Os Sertões não são e nunca foram
modelo imitável de linguagem acessível ao grande público.Ao
contrário, sua sintaxe arcaizante, sua retórica com base nas hipérboles
e nas antíteses, seu vocabulário de cunho científico não
suscitam imitadores. No entanto, a posição de realce deste livro
na literatura brasileira é evidente, porque algo de seu valor intrínseco
o faz superar imperfeições que em outras obras teriam sido mortais.
Os Sertões são uma grande obra literária, mas não
só isso.
Se não fosse a qualidade artística de seu
texto, o livro já teria caído no esquecimento. Ora, não
sendo ficcional, a causa da sua marcante presença na cultura nacional
está no senso inato do épico, que prevalece em todas as suas páginas.
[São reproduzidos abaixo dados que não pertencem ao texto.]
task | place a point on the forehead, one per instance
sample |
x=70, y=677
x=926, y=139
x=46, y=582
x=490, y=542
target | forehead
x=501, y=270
Este sopro épico deu a Euclides o formato adequado para transmitir com
sinceridade a sua mensagem, que se resume na denúncia de um crime. Se
já estivesse em voga o termo genocídio, Euclides o teria empregado
para resumir o que ocorrera em Canudos.Sua convicção pessoal a
respeito de situações, conceitos e personagens históricas
é de tal modo persuasiva que, mesmo frente à mais fidedigna documentação
conflitante com aquela convicção, o leitor é sempre tentado
a rejeitar essa realidade e a aceitar a óptica euclidiana.
Com isso, Euclides em Os Sertões consegue atingir
os homens de todas as épocas, através da utilização
de elementos vitais como a miséria, a injustiça, o egoísmo,
a abnegação, a própria morte, que, por serem comuns à
condição humana, ultrapassam as barreiras geográficas e
linguísticas para criar entre o leitor e a obra uma verdadeira simpatia.
É o que se chama função sintonizadora da linguagem, presente
em toda obra de valor universal.
Daí a certeza da sobrevivência deste grande
livro como documento literário e como bem cultural.